Andarta Pictures est un tout jeune studio d’animation 2D, né en 2017 et créé par Sophie Saget. Productrice depuis des années pour différents studios parisiens puis valentinois, elle souhaitait créer son propre studio d’animation pour monter des projets ambitieux et novateurs. Son poste peut s’apparenter à de l’assistanat de réalisation.
Amies depuis longtemps, je l’ai accompagnée dans cette aventure dès le début. J’ai alors développé plusieurs casquettes au sein d’Andarta Pictures. Responsable du studio, je m’occupe de toute l’organisation et des aspects éditoriaux (lecture des projets et retours aux auteurs). Pour le projet de La Quête d’Ewilan, je suis également garante de l’œuvre. Ce rôle est donc encore plus intéressant et important, puisque je prépare le travail des designers en récupérant toutes les descriptions et la chronologie pour que les dessinateurs puissent les avoir facilement à portée de main.
Comment avez-vous découvert les livres de Pierre Bottero ?
Grâce à ma fille. Elle qui est très sportive, s’est cassée le bras et était frustrée d’être immobilisée le temps du plâtre.
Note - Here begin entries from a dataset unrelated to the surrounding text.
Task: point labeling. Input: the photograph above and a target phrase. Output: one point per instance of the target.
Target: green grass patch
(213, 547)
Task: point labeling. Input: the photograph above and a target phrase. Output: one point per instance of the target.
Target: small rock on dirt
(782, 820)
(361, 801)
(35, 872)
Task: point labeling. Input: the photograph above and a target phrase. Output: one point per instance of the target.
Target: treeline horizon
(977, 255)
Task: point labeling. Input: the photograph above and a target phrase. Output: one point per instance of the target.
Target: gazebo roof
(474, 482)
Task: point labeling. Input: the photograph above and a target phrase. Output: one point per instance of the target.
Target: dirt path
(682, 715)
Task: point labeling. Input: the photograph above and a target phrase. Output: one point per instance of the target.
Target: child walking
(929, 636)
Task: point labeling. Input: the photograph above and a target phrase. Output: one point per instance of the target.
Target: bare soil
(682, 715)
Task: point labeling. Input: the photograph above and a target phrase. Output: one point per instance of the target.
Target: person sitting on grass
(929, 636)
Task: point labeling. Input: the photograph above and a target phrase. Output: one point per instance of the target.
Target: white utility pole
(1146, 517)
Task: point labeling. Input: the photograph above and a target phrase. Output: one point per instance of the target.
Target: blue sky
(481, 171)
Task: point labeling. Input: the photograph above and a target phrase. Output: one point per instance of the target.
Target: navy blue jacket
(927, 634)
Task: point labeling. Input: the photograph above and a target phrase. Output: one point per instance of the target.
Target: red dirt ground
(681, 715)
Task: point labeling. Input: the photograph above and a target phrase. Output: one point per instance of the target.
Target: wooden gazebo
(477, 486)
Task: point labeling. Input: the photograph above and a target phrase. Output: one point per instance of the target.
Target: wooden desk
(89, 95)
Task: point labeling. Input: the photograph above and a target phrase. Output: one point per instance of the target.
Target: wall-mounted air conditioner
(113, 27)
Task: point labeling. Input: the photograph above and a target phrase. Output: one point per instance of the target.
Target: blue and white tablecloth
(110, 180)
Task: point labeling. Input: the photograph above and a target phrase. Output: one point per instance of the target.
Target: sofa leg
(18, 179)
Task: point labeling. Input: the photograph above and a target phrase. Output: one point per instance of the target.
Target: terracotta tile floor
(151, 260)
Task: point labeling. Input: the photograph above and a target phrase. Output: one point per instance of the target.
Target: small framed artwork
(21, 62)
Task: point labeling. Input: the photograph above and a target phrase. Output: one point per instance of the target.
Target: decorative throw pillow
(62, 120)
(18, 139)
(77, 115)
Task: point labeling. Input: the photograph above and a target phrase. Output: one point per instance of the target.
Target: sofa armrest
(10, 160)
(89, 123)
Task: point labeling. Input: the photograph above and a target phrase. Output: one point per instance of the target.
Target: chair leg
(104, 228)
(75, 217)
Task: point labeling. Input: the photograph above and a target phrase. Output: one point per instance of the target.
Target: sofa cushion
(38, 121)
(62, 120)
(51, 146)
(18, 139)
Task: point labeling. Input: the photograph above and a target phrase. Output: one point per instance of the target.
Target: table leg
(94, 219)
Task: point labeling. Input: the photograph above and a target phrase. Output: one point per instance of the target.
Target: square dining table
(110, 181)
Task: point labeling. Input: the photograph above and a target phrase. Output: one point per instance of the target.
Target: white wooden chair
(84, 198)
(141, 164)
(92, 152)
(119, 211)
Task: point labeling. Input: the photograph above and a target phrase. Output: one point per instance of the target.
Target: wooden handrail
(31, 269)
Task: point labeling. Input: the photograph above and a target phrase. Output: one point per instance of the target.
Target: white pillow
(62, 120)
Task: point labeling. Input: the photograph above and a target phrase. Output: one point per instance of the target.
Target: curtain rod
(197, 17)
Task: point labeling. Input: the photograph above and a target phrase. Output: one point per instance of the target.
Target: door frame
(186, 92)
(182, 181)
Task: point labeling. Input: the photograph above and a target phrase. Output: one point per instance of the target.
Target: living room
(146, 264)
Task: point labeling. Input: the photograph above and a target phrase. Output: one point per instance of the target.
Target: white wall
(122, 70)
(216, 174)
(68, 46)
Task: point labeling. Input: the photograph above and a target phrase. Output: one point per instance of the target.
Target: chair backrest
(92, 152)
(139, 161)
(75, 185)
Un ami m’a alors gentiment prêté la bibliothèque de ses fils qui comportaient une quinzaine de livres, dont La Quête d’Ewilan. Je les ai lus avant de les passer à ma fille, d’à peine 10 ans, et je les ai adorés. L’impact sur ma fille à fini de me convaincre. Je les ai alors offerts à Sophie en les présentant comme un projet qui pourrait être sympa à adapter. Elle a eu un gros coup de cœur pour l’œuvre. Elle montait le studio en parallèle de ce projet.
Les différentes séries de l’auteur se relient toutes entre elles. Comment cela va-t-il jouer un rôle dans l’adaptation ?
Nous avons à cœur de prendre en compte l’ensemble de l’univers créé par Pierre Bottero. Nous réfléchissons à introduire certains détails très tôt dans la série, comme des clins d’œil aux fans. Une facette importante de notre travail : garder en tête les différents opus pour préserver la cohérence de l’univers. Ce travail demande de bien connaître l’intégralité des livres, afin de pouvoir renforcer certains éléments, ou caractères, et de les amener au bon moment, pour que ça serve l’histoire. En résumé, nous nous efforçons de créer des liens. Pour l’instant, nous travaillons sur la première trilogie. Nous espérons que la série plaira et que nous pourrons aller plus loin.
Comment se passe le processus du découpage du livre pour correspondre au format de la série ?
Le passage d’un médium à l’autre représente un travail conséquent sur la structure du récit. Ce qui passe bien dans un roman n’est pas forcément adapté pour l’audiovisuel. Cela demande un découpage précis avec des actions, une montée en tension et puis une trajectoire des personnages dans chaque épisode. Le travail d’adaptation consiste à modifier ou changer des aspects de l’histoire pour qu’elle puisse convenir à ce nouveau support. C’est là que mon rôle intervient, car les auteurs n’ont pas forcément toujours lu la totalité de l’œuvre de Pierre Bottero. Je vais faire très attention que ces modifications n’entraînent pas la suppression d’un aspect de l’ensemble de l’univers.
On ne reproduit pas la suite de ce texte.